Understanding proof of Farkas Lemma

Question

I've attached an image of my book (Theorem 4.4.1 is at the bottom of the image). I need help understanding what this book is saying.

In the first sentence on p.113:

"If (I) holds, then the primal is feasible, and its optimal objective is obviously zero",

They are talking about the scalar value resulting from taking the dot product of the zero vector and $x$, right? That's obviously zero. Because if they're talking about $x$ itself, then it makes no sense. Okay.

Next sentence:

"By applying the weak duality result (Theorem 4.4.1), we have that any dual feasible vector $u$ (that is, one which satisfies $A'u \ge 0$) must have $b'u \ge 0$."

I don't understand this sentence. How is the weak duality result being applied? I can see that $Ax = b, x \ge 0$ matches up with $Ax \ge b, x \ge 0$, but I don't see where $b'u \ge 0$ comes from. I would think that the only thing you could conclude from Theorem 4.4.1 is that $b'u \le 0$ since p = 0 in that problem.

Thanks in advance.

Answer 1

From weak duality, we know that the dual objective evaluated at $u$ is less than or equal to the primal objective evaluated at $x$. But then we can also consider the "dual of the dual" (i.e. the primal). So we can consider the primal problem to be the dual problem and the dual problem to be the primal problem. So $bu' \geq 0x = 0$ but we know that $bu' <0$ from (ii). Hence both inequalities cannot hold. In other words, if $\textbf{x}$ is feasible for the primal and $\textbf{y}$ is feasible for the dual, then the objective function of the primal evaluated at $\textbf{x}$ is less than or equal to the objective function of the dual evaluated at $\textbf{y}$. So to sum up, the weak duality theorem really has two forms:

• If the primal is a minimization problem and $\textbf{x}$ is feasible, then the dual is a maximization problem (and suppose $\textbf{y}$ is feasible for the dual).

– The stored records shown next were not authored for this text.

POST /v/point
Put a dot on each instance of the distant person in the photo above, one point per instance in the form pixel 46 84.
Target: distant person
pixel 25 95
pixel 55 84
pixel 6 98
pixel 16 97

So from weak duality, the primal evaluated at $\textbf{x}$ will be greater than or equal to the dual evaluated at $\textbf{y}$.

• If the primal is a maximization problem and $\textbf{x}$ is feasible then the dual is a minimization problem(and suppose $\textbf{y}$ is feasible for the dual). So from weak duality, the primal evaluated at $\textbf{x}$ will be less than or equal to the dual evaluated at $\textbf{y}$.

In this case, the primal is a maximization problem and the dual is a minimization problem. So the second case holds and hence the result.

Answer 2

I'll try a very short answer to the question why a dual feasible vector $u$ must verify $b'\cdot u\geq 0$ when the primal LP has a feasible solution. Observe that any $p\geq 0$ would leave $pu$ dual feasible; as such, $b'\cdot u<0$ would make the dual objective unbounded from below, because $pb'\cdot u$ could be as low as desired. The dual objective could be unbounded from below only when the primal LP had no feasible solution (using weak dualities is enough to verify this).